PyTriton provides built-in support for token-based access restriction to secure your model endpoints. This feature leverages Triton Inference Server's native security capabilities to protect sensitive endpoints from unauthorized access.

Overview

Token-based access restriction allows you to:

  • Protect sensitive endpoints with authentication tokens
  • Control access to model management and monitoring APIs
  • Prevent unauthorized access to internal server functionality
  • Support both HTTP and gRPC protocols with unified configuration

The security system automatically configures both HTTP and gRPC restrictions using the same token and endpoint configuration, ensuring consistent protection across all protocols.

Quick Start

Basic Usage with Auto-Generated Token
from pytriton.triton import Triton
from pytriton.model_config import ModelConfig, Tensor
from pytriton.decorators import batch
import numpy as np

# Create Triton instance with token-based security enabled
# Token will be auto-generated if not provided
triton = Triton()

# Get the auto-generated access token for later use
access_token = triton.get_access_token()

@batch
def infer_fn(**inputs):
    # Your model inference logic here
    return {"output": inputs["input"] * 2}

triton.bind(
    model_name="secure_model",
    infer_func=infer_fn,
    inputs=[Tensor(name="input", dtype=np.float32, shape=(-1,))],
    outputs=[Tensor(name="output", dtype=np.float32, shape=(-1,))],
    config=ModelConfig(max_batch_size=8)
)

triton.run()
Using Explicit Access Token
from pytriton.triton import Triton, TritonSecurityConfig

# Use your own access token with explicit security configuration
security_config = TritonSecurityConfig(access_token="my-secure-token-12345")

triton = Triton(security_config=security_config)
# Token is now set to your explicit value

# ... rest of your model setup
triton.run()

Configuration Options

Default Protected Endpoints

By default, PyTriton protects these security-sensitive endpoints:

  • shared-memory - Shared memory management
  • model-repository - Model repository management
  • statistics - Server statistics and metrics
  • trace - Request tracing and debugging
  • logging - Log level control
Custom Endpoint Protection

You can customize which endpoints to protect:

from pytriton.triton import Triton, TritonSecurityConfig

# Protect only specific endpoints
custom_endpoints = ["statistics", "trace", "model-repository"]
security_config = TritonSecurityConfig(
    access_token="my-token",
    restricted_endpoints=custom_endpoints
)

triton = Triton(security_config=security_config)
# Only the specified endpoints will require token authentication
triton.run()
Available Endpoints

PyTriton validates endpoint names against Triton Server's supported endpoints:

  • health - Server health checks
  • metadata - Server metadata
  • inference - Model inference (usually not restricted)
  • shared-memory - Shared memory operations
  • model-config - Model configuration (required by ModelClient for initialization)
  • model-repository - Model repository management
  • statistics - Server statistics
  • trace - Request tracing
  • logging - Log level control

Security Best Practices

Token Management
  1. Use Strong Tokens: When providing explicit tokens, use cryptographically secure random strings:
import secrets
from pytriton.triton import Triton, TritonSecurityConfig

# Generate a secure token
secure_token = secrets.token_urlsafe(32)  # 256-bit security
security_config = TritonSecurityConfig(access_token=secure_token)

triton = Triton(security_config=security_config)
triton.run()
  1. Store Tokens Securely: Never hardcode tokens in source code.
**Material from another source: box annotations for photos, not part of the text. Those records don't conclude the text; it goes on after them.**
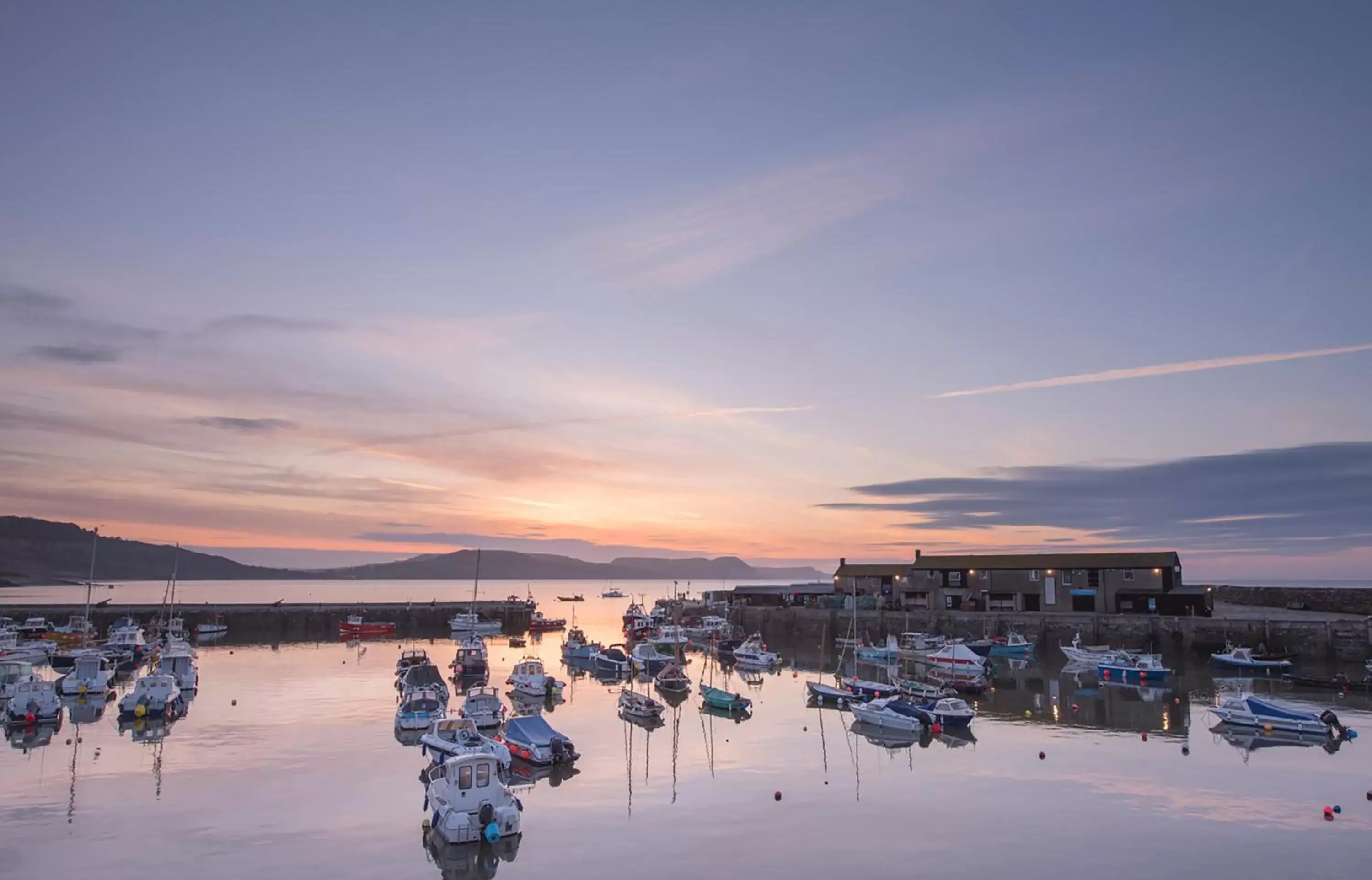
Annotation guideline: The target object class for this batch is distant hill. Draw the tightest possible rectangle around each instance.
[0,516,827,586]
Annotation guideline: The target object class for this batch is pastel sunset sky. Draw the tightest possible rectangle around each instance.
[0,1,1372,578]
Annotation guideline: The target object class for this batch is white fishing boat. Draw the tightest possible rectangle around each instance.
[734,634,781,666]
[395,648,429,676]
[457,688,505,728]
[119,676,181,718]
[449,633,490,681]
[395,688,447,730]
[848,698,929,730]
[156,641,200,693]
[1209,695,1343,733]
[447,611,501,636]
[395,663,449,702]
[505,656,564,698]
[58,648,114,696]
[425,752,524,843]
[923,644,986,673]
[1058,633,1125,666]
[1210,645,1291,669]
[628,641,672,676]
[4,676,62,728]
[619,688,665,718]
[195,614,229,639]
[919,696,977,728]
[0,629,58,663]
[420,718,510,770]
[648,626,690,655]
[0,660,33,703]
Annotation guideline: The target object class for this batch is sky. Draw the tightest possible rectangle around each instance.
[0,0,1372,578]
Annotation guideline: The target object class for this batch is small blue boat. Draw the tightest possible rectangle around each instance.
[700,685,753,713]
[1096,654,1172,682]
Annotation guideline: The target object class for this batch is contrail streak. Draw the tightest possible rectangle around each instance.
[930,343,1372,399]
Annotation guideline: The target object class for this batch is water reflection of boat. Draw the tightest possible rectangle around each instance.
[424,829,523,880]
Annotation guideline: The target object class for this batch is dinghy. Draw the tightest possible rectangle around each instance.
[119,676,181,721]
[619,688,665,718]
[849,698,930,732]
[497,715,580,766]
[420,718,510,770]
[457,688,505,728]
[425,754,523,843]
[1209,696,1343,735]
[1210,645,1291,669]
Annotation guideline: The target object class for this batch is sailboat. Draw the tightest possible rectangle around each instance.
[447,548,501,636]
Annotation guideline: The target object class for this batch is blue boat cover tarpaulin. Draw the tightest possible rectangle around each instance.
[505,715,567,746]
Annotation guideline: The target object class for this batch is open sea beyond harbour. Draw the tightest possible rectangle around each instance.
[0,582,1372,880]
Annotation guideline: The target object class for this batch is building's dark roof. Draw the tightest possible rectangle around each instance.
[911,551,1181,571]
[834,563,910,578]
[734,584,834,596]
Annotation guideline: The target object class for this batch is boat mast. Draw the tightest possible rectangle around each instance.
[82,526,100,648]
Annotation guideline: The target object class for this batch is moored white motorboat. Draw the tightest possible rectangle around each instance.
[156,641,200,693]
[1209,696,1343,733]
[1210,645,1291,669]
[58,648,114,696]
[497,715,580,766]
[619,688,665,718]
[591,645,630,678]
[449,633,490,681]
[0,660,33,703]
[563,626,601,660]
[505,656,563,696]
[457,688,505,728]
[923,644,986,673]
[734,633,781,666]
[425,752,523,843]
[447,611,502,636]
[395,688,447,730]
[848,698,929,730]
[628,641,672,676]
[1096,652,1172,681]
[395,663,449,702]
[4,676,62,728]
[119,676,181,719]
[420,718,510,770]
[919,696,977,728]
[1058,633,1125,666]
[395,648,429,676]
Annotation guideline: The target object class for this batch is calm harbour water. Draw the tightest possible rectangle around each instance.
[0,584,1372,879]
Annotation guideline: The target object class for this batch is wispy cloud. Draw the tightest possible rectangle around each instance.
[930,343,1372,399]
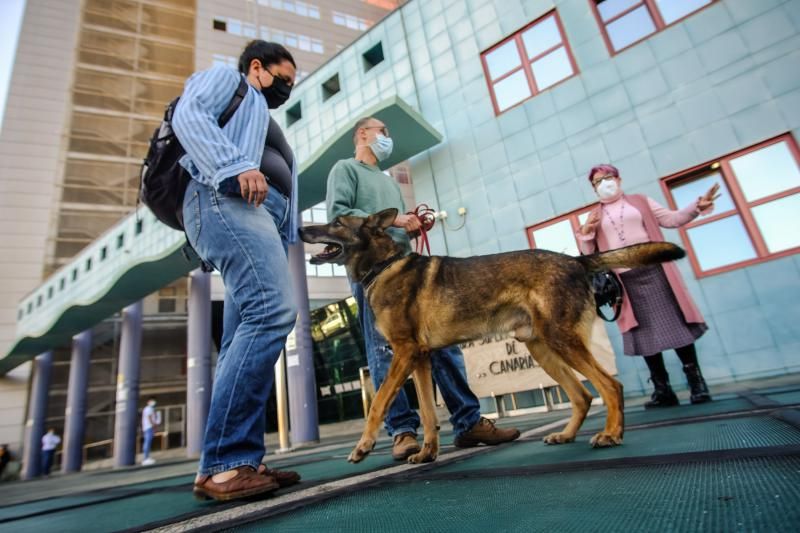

Use environment variables or secure configuration files:
import os
from pytriton.triton import Triton, TritonSecurityConfig

# Load token from environment, if not set a random token will be generated
token = os.getenv("PYTRITON_ACCESS_TOKEN")
security_config = TritonSecurityConfig(access_token=token)

triton = Triton(security_config=security_config)
triton.run()
  1. Rotate Tokens Regularly: Implement token rotation policies for production deployments.
Endpoint Selection
  1. Protect Sensitive Operations: Always protect endpoints that can modify server state or expose internal information:
from pytriton.triton import Triton, TritonSecurityConfig

# Recommended for production
production_protected = [
    "shared-memory",
    "model-repository",
    "statistics",
    "trace",
    "logging"
]
security_config = TritonSecurityConfig(restricted_endpoints=production_protected)

triton = Triton(security_config=security_config)
triton.run()
  1. Consider Inference Protection Carefully: The inference endpoint is typically left open for normal model serving, but you may protect it if your use case requires access control for model inference:
# Most common: Leave inference open for normal model serving
# security_config = TritonSecurityConfig(restricted_endpoints=["statistics", "trace"])

# Advanced use case: Protect inference for access-controlled model serving
# security_config = TritonSecurityConfig(restricted_endpoints=["inference", "statistics", "trace"])

  1. Consider Health Checks: Be careful about restricting health endpoint if you use it for load balancer health checks.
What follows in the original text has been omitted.